More timelapse treats inspired by nature

10 Mar

Here at Earth-Touch, we love a good timelapse. As a species, humans are locked into perceiving the world in a way that’s determined by our feeble senses and the unwavering progression of time on our human scale. Timelapse videography allows us overcome these limitations by letting us choose the perception “speed”.

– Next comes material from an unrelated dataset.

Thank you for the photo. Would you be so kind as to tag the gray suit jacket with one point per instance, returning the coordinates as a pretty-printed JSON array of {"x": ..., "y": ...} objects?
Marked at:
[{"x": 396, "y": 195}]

If you were to spend a sunny afternoon strolling through a temperate forest, you might easily be fooled into thinking that it’s a static environment, an unimpeded paradise for both flora and fauna. Yet when viewed in a timescale that’s not generally perceptible, nature’s perpetual struggle for existence can be observed in all its stark detail.

After watching these beautiful images of nature from the BBC Motion Gallery, who could argue that something as seemingly static as a plant settled on the forest floor is not a respiring, moving, reactionary individual? The daily pulsing of leaves as they are “inflated” incrementally during the daylight hours is something we can never experience with our own eyes. Nor could we admire the gentle unfurling of a mushroom’s netted “skirt”.

What about the strange “creeping” behavior of the evolutionary oddity that is the slime mould? Neither plant nor fungus, these bizarre organisms appear to the untrained eye to be nothing more than brightly colored fungi. Yet when we compress time, we see them behave in a truly remarkable (and “un-fungi”) fashion. As they seethe across the substrate, they extract nutrients from any sort of decaying matter, and then, as if signalled by some unseen conductor, the individual cells reorganize themselves into small, vertical, “snotty” columns in order to release spores into the faster-flowing air just above ground level. All this effort simply to sire the next generation some distance away from the parent organism.